In chronic hypotension, the operating point of the baroreflex is believed to be reduced to lower blood pressure levels.9 This study suggests that pharmacological blood pressure enhancement does not entail the resetting of the operating point to higher values, which could, for instance result from baroreceptor habituation.38 Instead, the rise in BRS suggests that the attempt of the system to decrease blood pressure to low set points may even be strengthened by the application of an adrenergic drug.
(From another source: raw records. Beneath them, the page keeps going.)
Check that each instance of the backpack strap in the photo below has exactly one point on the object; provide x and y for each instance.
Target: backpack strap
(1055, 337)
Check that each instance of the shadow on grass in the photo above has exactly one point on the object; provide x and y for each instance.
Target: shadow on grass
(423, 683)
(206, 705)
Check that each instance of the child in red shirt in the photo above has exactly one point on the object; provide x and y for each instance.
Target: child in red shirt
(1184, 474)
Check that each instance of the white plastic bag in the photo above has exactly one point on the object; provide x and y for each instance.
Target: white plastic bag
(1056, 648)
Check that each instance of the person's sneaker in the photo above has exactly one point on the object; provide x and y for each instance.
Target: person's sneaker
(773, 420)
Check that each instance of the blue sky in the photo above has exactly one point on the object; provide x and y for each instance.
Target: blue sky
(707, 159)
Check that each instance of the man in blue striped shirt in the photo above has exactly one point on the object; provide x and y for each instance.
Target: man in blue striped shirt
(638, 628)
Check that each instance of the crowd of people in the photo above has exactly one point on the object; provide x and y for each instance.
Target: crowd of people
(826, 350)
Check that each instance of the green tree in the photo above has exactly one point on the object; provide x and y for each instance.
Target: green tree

The augmentation of blood pressure, LF power and LF/HF ratio, as well as the decrease in R–R interval, RSA and BRS during mental stress are consistent with previous research.37 The pattern of changes in the heart rate variability spectrum reflects task-related sympathetic activation and vagal withdrawal. The decrease in BRS attenuates the buffering effect of the reflex, thereby facilitating stress-induced blood pressure elevation.9, 39 These modulations in autonomic control may be regarded as adaptive mechanisms enabling the improvement of energetic and metabolic supply during acute stress.40

Finally, the results may have clinical implications. Blood pressure can be enhanced efficiently by α-adrenergic treatment in chronic hypotension. This is, however, accompanied by strong autonomic counter-regulation in terms of a shift of sympathovagal balance toward increased parasympathetic and reduced sympathetic influences in cardiac control. This implies that the magnitude of the autonomic dysbalance, which is regarded as relevant in the etiology of chronic hypotension,5, 9 is not reduced, but actually increased. The pronounced reduction in heart rate may constitute another problem. As previously reported, midodrine application leads to a marked increase in stroke volume and total peripheral resistance, but, due to heart deceleration, it does not cause an increase in cardiac output.21 Therefore, the drug's efficiency in improving organ perfusion is possibly less than ideal. One should, however, not overlook the fact that the effects of a single application of the drug observed in this study may not be generalized to clinical conditions. In case of long-term application, different autonomic effects, for instance, as a result of more pronounced baroreceptor habituation, cannot be ruled out. For this reason further clinical trials are certainly worthwhile.